Coloro che raggiungono il mondo superiore vengono chiamati Cabalisti, perché ricevono la conoscenza e il potere supremi (il verbo lekabel - da cui Cabalà e Mekubal, Cabalista - in Ebraico significa ricevere). È grazie a questa loro capacità di ricevere dall'alto che vengono chiamati così. Come ho già detto, ognuno può ottenere queste capacità. Una persona a cui sia stata aperta la conoscenza superiore vede chiaramente le radici del nostro mondo, cioè la sorgente di tutto ciò che accade.

Allora, che cosa ci si chiarisce in relazione agli avvenimenti odierni? Diventa chiaro che il nostro mondo è fatto a immagine del mondo spirituale superiore. Nel mondo superiore esiste una comune anima Ebrea chiamata "Il Popolo di Israele" e una comune anima non-Ebrea chiamata "Il Popolo del Mondo". Per "Il Popolo di Israele" un luogo speciale è stato designato nel mondo superiore, "Erez Israel" - "La Terra di Israele". Per "Il Popolo del Mondo" c'è un luogo nel mondo superiore chiamato "Huz LaArez" - "Fuori dalla Terra".

L'anima del "Popolo di Israele" può vivere nel mondo superiore solamente in quel luogo chiamato "La Terra di Israele". Ma nel momento stesso in cui lo abbandona cade sotto l'influenza delle forze che ingannano - le "klipot", o "coperture". E questa condizione prende il nome di "Esilio dalla Terra".

La "Terra di Israele" spirituale si differenzia dal luogo "Al di là della Terra" per il fatto che solo trovandosi lì è possibile sentire il Creatore e l'eterna e perfetta gioia spirituale.
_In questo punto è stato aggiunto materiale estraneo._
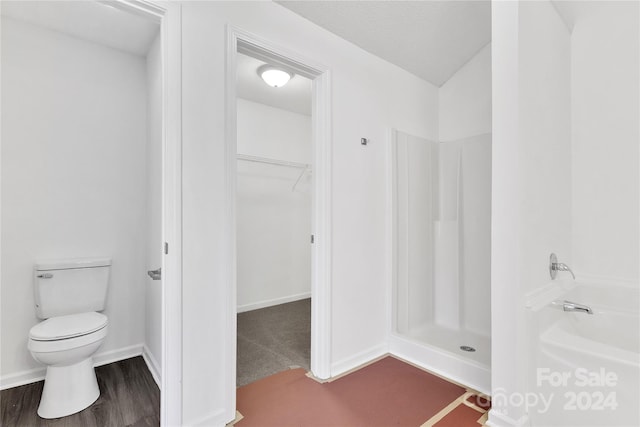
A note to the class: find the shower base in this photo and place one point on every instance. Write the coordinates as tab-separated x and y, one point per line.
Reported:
438	349
451	340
Perciò istintivamente tutte le anime, mentre si sforzano di raggiungere una tale condizione, spingono per entrare nella "Terra di Israele". Perché il fatto di trovarvisi conferisce loro l'immortalità, l'eternità e la perfezione della forza e della conoscenza. La sensazione di unità con il Creatore nella "Terra di Israele" viene chiamata "Paradiso".

Il Creatore ha programmato tutto ciò che ha creato in modo tale che tutte le anime del mondo spirituale, sia quelle degli Ebrei che dei non-Ebrei, desiderino la "Terra di Israele" e spingano per entrarvi. Questo perché solamente là potranno raggiungere la loro condizione finale, lo stato più alto e perfetto stato chiamato "Gmar Tikun" - "Fine della Correzione". Però le anime dei mondi spirituali superiori non possono raggiungere questo stato finché non lo raggiungono anche le persone di questo nostro mondo. E una persona può raggiungere quello stato solo acquistando il potere superiore.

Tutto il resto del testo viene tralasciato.